Rebekka war mit den simplen Arbeiten unterfordert

„Es war echt schwer, danach etwas neues zu finden“, bedauert Bettina U.. Also musste Rebekka zur Behindertenwerkstatt der Lebenshilfe. „Die haben aber festgestellt, dass sie mit den simplen Arbeiten unterfordert war.“ Mut machte schließlich ein Praktikumsplatz in einem anderen Kindergarten. Aber diese Hoffnung wurde von der Leiterin zerschlagen mit einer „dummen Ausrede“, wie Bettina U. erregt sagt. Angeblich sei der Kindergarten „zu groß“ für Rebekka gewesen. Die Mutter zog wieder in einen Werbefeldzug für ihre Tochter. Und gewann.

Seit über einem Jahr ist sie nun im Kindergarten „Zauberwald“ in Wallmenroth beschäftigt, erst als Praktikantin dann über einen Außenarbeitsplatz der Lebenshilfe. Seit April wird sie nun durch das Programm „Persönliches Budget für Arbeit“ gefördert, verdient 1100 Euro netto und ist sozialversicherungspflichtig beschäftigt.
Aber auch unabhängig von der neuen finanziellen Wertschätzung: Im „Zauberwald“ ist Rebekka förmlich aufgeblüht, wie ihre Mutter erzählt.
Früher sei sie sehr unsicher gewesen. „Jetzt will sie selbstständig ihre Dinge erledigen“, bringt ihre Bettina U. Rebekkas neues Wesen auf den Punkt.
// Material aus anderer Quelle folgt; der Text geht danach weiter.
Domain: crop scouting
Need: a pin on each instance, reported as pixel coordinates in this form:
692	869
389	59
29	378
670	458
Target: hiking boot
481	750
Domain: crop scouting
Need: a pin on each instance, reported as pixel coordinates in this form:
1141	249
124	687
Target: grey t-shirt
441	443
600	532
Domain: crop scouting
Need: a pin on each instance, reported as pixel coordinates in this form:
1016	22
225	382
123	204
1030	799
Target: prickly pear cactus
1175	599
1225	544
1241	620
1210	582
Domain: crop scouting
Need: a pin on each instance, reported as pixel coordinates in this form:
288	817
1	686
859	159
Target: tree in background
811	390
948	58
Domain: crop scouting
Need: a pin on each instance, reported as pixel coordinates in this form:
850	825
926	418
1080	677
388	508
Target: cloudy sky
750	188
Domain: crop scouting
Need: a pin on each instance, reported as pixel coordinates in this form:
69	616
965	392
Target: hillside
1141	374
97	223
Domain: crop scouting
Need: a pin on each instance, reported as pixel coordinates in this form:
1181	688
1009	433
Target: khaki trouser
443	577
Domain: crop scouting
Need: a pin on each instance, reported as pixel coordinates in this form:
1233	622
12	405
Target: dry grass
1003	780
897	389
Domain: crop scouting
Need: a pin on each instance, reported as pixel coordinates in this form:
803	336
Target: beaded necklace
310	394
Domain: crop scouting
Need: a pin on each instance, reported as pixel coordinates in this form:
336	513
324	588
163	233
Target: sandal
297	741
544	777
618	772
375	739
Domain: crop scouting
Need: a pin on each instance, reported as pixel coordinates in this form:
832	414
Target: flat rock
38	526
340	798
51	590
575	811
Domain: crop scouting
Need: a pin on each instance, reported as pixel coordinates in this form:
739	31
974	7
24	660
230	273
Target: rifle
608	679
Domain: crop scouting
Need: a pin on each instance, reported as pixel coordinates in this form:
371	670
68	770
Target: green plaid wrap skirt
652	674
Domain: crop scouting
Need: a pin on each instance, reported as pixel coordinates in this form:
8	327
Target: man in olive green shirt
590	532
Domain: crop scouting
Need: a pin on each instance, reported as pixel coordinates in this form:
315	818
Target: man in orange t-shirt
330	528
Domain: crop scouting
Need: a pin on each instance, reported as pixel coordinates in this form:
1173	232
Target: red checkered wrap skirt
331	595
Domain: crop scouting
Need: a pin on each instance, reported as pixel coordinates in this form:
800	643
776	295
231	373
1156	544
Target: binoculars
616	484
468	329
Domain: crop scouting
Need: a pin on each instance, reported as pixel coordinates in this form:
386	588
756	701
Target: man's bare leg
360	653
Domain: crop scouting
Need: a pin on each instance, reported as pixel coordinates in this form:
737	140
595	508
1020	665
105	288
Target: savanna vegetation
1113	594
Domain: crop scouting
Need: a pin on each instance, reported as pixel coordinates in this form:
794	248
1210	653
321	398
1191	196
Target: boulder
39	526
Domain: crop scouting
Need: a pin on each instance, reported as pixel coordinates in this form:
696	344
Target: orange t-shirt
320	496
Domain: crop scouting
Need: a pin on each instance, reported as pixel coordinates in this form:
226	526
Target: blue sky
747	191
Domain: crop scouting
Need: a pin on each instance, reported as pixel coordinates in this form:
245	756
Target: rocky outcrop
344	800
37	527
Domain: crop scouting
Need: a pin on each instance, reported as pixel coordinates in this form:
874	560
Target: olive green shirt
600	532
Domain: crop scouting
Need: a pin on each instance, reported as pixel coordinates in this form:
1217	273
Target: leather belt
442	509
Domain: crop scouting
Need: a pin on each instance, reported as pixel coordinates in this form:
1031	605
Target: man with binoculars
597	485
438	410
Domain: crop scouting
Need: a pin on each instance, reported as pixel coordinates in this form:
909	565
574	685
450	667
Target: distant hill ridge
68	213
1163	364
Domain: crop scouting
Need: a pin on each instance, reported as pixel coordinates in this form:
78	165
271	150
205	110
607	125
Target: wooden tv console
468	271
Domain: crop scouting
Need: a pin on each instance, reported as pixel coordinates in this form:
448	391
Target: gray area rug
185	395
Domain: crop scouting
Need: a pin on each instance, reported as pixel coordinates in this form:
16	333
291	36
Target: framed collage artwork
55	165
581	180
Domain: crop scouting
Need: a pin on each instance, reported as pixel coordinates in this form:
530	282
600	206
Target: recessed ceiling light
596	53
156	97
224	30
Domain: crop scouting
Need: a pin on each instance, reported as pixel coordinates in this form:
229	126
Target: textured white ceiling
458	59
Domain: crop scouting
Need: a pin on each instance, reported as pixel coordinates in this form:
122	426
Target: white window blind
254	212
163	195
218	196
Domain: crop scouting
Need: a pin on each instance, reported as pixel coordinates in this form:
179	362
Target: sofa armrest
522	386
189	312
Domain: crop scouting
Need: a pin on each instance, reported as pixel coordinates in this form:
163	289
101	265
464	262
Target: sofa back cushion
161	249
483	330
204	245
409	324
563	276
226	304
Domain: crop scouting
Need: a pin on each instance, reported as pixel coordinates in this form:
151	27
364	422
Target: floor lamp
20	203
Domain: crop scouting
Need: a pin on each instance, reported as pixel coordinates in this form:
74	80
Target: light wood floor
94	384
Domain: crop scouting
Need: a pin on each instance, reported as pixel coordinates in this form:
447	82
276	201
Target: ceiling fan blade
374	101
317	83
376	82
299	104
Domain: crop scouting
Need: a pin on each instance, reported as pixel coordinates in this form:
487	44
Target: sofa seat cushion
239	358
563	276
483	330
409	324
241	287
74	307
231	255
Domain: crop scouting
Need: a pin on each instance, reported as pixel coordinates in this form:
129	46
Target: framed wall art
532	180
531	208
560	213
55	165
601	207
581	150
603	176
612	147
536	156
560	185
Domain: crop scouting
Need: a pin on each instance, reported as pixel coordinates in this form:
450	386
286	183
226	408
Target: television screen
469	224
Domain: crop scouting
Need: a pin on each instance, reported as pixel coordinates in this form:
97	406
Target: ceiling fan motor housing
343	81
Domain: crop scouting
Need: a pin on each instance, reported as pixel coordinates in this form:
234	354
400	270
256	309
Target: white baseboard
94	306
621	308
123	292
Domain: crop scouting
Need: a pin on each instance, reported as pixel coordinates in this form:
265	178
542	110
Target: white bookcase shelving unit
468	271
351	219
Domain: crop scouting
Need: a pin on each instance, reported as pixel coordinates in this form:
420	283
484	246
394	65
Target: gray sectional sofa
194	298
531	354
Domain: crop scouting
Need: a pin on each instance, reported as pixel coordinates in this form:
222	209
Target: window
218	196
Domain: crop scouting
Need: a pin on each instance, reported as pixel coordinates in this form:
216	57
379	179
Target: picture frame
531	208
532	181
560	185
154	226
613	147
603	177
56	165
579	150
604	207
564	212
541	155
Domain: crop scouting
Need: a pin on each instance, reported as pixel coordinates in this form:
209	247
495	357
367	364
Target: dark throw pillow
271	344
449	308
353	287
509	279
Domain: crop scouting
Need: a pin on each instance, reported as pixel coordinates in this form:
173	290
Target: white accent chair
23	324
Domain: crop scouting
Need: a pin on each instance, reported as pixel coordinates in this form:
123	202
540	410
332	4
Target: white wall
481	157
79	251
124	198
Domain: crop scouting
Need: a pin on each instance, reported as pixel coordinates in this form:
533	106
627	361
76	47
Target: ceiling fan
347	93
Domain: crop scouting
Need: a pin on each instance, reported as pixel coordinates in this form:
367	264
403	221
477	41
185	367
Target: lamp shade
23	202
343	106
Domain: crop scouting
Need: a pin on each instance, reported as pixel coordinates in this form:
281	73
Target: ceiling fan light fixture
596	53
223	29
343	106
Und das zeigt sich auch bei ihrer Arbeit im Kindergarten. Mittlerweile haben je fünf Kinder und je eine Erzieherin an drei kleinen Tischen Platz genommen, um ihr Frühstück einzunehmen. An einem Tisch sitzt auch Rebekka. Eben noch fuhr sie den Servierwagen aus der Küche her. Nun erklärt sie ihnen geduldig die Obstsorten, die sie zubereitet hat. Mit einem Lächeln gibt sie dem Mädchen neben ihr die Flasche zurück, die sie für es geöffnet hatte. Als Rebekka die Flasche wieder schließt, sagt das Mädchen: „Nicht so feste drehen.“ Rebekka nimmt es geduldig auf. Es herrscht ansonsten Ruhe im Gruppenraum. Nur ein Junge an Rebekkas Tisch rutscht langsam vom Stuhl runter, in der Hoffnung nicht bemerkt zu werden. Aber Rebekkas Blick entgeht das nicht. Als der Junge schließlich die Tischgruppe mit dickem Grinsen verlässt, bringt sie ihn zurück. Die Kleinen lachen. Rebekka klatscht lachend die Hände zusammen. Alles ist gut.